Backups werden täglich auf einem Backup-Space, auf dem auch Nagios abgelegt. Zudem hat kann er dann auch seiner Archivierungsfunktion nachkommen, die man als Unternehmer für 10 Jahre hat.

Die Webmail-Oberfläche von Open-Xchange gefällt mir sehr gut. Ebenso die Ressourcenplanung und Dokumentenverwaltung. Einzig und allein verstehe ich noch nicht, ob es nun mit Outlook funktioniert oder nicht.

In Wikipedia steht es was von einem kostenpflichtigen Connector. Hierzu konnte ich aber auf der "Hersteller"-Seite nix finden. Kann der KEN auch "nur" intern verschicken wie ein Exchange-Server?

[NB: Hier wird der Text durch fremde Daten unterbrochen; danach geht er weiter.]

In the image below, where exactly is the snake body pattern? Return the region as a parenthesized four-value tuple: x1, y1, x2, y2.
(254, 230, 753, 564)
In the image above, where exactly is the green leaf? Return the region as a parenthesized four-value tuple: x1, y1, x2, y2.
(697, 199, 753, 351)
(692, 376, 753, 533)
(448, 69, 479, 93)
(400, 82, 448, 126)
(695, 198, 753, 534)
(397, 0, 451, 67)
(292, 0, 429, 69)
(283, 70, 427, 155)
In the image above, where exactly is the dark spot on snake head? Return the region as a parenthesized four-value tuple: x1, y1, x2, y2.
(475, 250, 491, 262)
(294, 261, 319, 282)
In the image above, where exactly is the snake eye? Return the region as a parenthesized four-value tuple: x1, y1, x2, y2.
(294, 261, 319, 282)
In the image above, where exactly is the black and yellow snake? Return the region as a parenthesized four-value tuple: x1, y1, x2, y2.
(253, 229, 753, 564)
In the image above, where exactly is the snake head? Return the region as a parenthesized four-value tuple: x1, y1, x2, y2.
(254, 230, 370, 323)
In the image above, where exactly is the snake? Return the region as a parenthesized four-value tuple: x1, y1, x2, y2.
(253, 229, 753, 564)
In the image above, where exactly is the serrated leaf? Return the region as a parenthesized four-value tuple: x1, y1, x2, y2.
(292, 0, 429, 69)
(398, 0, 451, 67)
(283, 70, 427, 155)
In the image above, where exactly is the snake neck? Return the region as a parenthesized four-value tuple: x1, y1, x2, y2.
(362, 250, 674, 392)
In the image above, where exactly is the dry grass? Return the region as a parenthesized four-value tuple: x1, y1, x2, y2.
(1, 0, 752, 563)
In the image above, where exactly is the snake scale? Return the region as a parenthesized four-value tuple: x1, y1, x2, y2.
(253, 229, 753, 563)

Falls das nämlich auch nicht der Fall ist, dann spricht auch das nicht dafür, denn dann geht bei einem DSL-Ausfall dort auch nichts. Als Fallback könnte man die bisherigen ISPConfig2-Konten aktiv lassen und dann noch mal auf den Open-Xchange weiterleiten.

Viele Grüße

Hahni

P.S.:
ISPConfig 3 ist dort nicht im Einsatz. Natürlich wäre auch denkbar, einen ISPConfig 3-Server zu verwenden und weiterhin mit RoundCube zu arbeiten. Aber wo ist da der Vorteil im Vergleich zu ISPConfig 2?


----------



## Till (16. Mai 2011)

> ISPConfig 3 ist dort nicht im Einsatz. Natürlich wäre auch denkbar, einen ISPConfig 3-Server zu verwenden und weiterhin mit RoundCube zu arbeiten. Aber wo ist da der Vorteil im Vergleich zu ISPConfig 2?

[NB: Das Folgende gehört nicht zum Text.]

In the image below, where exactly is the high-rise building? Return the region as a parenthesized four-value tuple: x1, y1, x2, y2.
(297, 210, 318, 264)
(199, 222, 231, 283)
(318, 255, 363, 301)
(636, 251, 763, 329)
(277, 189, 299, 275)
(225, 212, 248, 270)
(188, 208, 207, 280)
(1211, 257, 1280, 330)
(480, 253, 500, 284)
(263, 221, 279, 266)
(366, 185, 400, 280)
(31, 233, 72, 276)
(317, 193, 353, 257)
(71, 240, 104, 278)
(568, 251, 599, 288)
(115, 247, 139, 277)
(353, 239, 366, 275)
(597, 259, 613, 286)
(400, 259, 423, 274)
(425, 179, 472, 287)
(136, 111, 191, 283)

ISPConfig 3 hat ein deutlich erweitertes Mailsystem, es it leistungsfähiger und bietet viel mehr filteroptionen. Außerdem kann ispconfig 3 auch gezielt als Filter vor internen Servern wie Exchange eingesetzt werden und im smtp proxy betrieb arbeiten. Mit ISPConfig 3 kann man auch reine Mailserver aufsetzen da es modular aufgebaut ist und das mail und web Modul getrennt sind wohingegen bei ISPConfig 2 immer alles installiert sein muss.


----------



## hahni (16. Mai 2011)

Hallo Till,

ok! Das klingt überzeugend. Nur bisher ist der Kunde eben ein Shared-Hosting-Kunde auf einem ISPConfig 2-System, die ich normalerweise fast ausschließlich einsetze.

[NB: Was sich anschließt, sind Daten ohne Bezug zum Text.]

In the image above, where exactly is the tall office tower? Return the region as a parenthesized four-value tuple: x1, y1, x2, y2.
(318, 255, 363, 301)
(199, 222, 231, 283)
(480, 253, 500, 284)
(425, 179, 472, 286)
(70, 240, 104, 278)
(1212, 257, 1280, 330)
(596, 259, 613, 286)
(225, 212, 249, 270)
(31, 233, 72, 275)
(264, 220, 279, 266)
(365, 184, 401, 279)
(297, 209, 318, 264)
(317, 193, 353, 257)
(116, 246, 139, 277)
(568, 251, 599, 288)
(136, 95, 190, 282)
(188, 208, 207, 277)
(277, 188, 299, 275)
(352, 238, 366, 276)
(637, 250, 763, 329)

Daher stellt sich die Frage, ob Zimbra oder Open-Xchange als Mail-Server genau dies so verarbeiten und abfangen kann, wie dies bei ISPConfig 2 + ISPConfig 3 der Fall wäre.

Eine Weiterleitung (und vorherige Filterung) der Mails wäre sowohl mit ISPConfig 2 als auch mit ISPConfig 3 möglich. Ich möchte halt eine Lösung mit Mehrwert anbieten. Und bei reiner Mail-Verarbeitung dürften beide ISPConfig-Versionen dem Kunden ausreichend erscheinen.

Viele Grüße

Hahni


----------



## Till (16. Mai 2011)

> Eine Weiterleitung (und vorherige Filterung) der Mails wäre sowohl mit ISPConfig 2 als auch mit ISPConfig 3 möglich.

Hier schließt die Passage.